The interaction of kids and technology fascinates me sometimes. I recall a couple years ago when we had some family over to the house. Everone was outside, and my niece Maya, who was 3 at the time, had borrowed my camera and was taking pictures studiously. I forgot about it. Days later I uploaded the pictures, and found that she had taken a number of very good pictures, and had taken one frame that was nothing but a completely perfect, consistently orange hue. It was a curiosity at first, until I started thinking, "You know, I doubt I could take a photo like that if I tried." Sure enough, after a few tries I couldn't do it. Not even close. I became a bit obsessed trying to figure out how she did it, without ever coming up with a workable hypothesis. And she wasn't talking. It's a magical mystery.


Lately, Abby has been able to make one of our toys - a leapfrog activity center platform deluxe thing-a-whatzit - make some sounds that were totally new to me. She did it once, I thought it was a fluke. Now she can practically do it on command, and even though I've tried many times (you see where this is going, don't you?), I can't do it.

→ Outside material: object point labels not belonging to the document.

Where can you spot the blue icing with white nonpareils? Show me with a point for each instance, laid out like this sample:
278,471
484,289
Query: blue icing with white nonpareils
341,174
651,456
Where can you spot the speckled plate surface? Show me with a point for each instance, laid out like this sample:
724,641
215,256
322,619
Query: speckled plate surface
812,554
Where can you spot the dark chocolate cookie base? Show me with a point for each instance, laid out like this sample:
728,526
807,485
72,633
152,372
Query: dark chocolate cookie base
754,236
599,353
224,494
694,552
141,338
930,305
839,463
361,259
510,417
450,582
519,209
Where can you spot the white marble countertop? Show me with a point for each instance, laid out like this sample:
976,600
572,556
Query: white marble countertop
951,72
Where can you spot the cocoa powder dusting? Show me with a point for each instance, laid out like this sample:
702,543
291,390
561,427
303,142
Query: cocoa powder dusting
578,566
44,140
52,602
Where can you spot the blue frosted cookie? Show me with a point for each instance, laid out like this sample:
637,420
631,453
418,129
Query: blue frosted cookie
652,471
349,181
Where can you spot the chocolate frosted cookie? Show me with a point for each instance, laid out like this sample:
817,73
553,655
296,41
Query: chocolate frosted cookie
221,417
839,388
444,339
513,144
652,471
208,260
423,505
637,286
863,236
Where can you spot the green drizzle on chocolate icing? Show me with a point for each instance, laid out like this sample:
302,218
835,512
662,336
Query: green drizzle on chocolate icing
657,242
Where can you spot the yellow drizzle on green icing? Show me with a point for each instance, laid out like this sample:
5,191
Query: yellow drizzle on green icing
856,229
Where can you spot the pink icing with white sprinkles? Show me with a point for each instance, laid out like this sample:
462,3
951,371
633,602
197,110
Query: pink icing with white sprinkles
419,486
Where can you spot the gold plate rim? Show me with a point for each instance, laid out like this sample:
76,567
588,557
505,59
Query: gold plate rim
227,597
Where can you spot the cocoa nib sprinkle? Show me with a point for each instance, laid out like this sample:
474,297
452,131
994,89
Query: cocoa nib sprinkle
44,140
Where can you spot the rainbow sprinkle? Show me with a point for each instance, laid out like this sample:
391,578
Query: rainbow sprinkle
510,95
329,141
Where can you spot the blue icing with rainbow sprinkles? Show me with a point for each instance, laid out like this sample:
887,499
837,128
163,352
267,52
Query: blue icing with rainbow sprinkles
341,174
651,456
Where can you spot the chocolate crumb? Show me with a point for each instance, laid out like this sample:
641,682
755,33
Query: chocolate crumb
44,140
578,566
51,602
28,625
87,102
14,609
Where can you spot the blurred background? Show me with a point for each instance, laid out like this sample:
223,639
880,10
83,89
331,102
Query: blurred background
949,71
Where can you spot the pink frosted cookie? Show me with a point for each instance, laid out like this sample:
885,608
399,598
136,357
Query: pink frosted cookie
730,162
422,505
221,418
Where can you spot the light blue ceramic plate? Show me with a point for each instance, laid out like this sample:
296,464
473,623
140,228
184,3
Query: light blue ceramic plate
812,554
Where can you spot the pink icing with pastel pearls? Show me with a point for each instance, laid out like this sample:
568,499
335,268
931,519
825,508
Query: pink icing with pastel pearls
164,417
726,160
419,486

These kids are making fools of me.


I'm actively encouraging them to hone these skills so they can infiltrate our day care provider's computer system and adjust our rates.


Day fifty six.


At what point does "encouraging your newly-crawling toddler" become "asshole-ism"? Right here.


Lily re-enacts the very last 5 seconds of The Blair Witch Project.


Is there any less subtle way of telling me to retire the camera?